SZ.de-Logo SZ.de 13.01.2019 Von Werner Bartens
Schmerzexperte Marcus Schiltenwolf: © imago/Panthermedia Schmerzexperte Marcus Schiltenwolf:

Frauen und Männer erleben Schmerz unterschiedlich. Kurzfristig sind Männer intensiver beeinträchtigt, langfristig trifft es Frauen stärker. Eine entscheidende Rolle aber spielen die Erwartungshaltung - und der Ort.

Der Spielraum für Interpretationen ist jetzt natürlich groß. Je nach Vorurteil und Geschlechtszugehörigkeit lassen sich die neuesten Erkenntnisse der Schmerzforschung schließlich entweder so lesen, dass Männer nun mal ewige Memmen sind - oder dass sie die empfindlichere Hälfte der Menschheit ausmachen.
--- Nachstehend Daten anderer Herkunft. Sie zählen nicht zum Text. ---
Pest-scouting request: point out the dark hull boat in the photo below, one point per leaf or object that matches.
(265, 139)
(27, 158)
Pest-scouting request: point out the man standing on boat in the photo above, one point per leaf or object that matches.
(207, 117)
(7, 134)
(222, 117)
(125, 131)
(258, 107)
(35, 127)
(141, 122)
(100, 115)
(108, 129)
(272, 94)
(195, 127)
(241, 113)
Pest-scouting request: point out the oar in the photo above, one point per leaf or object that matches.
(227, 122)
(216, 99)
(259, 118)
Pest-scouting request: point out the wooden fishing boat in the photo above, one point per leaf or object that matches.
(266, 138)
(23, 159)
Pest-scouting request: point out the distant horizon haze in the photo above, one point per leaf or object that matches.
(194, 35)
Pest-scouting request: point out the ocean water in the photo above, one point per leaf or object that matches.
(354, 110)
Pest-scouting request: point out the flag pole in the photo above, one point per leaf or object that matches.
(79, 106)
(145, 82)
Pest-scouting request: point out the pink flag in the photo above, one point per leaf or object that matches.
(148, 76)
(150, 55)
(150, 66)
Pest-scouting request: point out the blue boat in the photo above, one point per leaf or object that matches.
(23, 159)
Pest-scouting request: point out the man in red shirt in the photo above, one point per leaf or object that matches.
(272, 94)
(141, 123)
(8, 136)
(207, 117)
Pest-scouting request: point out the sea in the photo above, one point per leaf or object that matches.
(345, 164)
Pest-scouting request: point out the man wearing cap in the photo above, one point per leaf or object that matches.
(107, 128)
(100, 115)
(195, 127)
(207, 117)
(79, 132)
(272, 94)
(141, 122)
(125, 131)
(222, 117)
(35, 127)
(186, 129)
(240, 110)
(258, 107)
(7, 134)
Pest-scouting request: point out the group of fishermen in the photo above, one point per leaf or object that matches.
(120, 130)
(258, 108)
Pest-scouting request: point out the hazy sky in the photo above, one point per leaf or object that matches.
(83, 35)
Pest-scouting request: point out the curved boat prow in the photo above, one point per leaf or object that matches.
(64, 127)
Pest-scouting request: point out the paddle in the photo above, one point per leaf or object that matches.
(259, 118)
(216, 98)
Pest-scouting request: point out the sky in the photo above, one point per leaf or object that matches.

Eindeutig sind die Befunde allemal, die Psychologen aus Kanada im Fachmagazin Current Biology ausbreiten: Männer haben demnach - zumindest kurzfristig - ein besseres Schmerzgedächtnis. Werden sie im Abstand von wenigen Tagen in einer ähnlichen Situation erneut mit Schmerzen konfrontiert, ist ihre subjektiv empfundene Pein deutlich größer als die der Frauen. Für männliche Mäuse gilt übrigens der gleiche Befund.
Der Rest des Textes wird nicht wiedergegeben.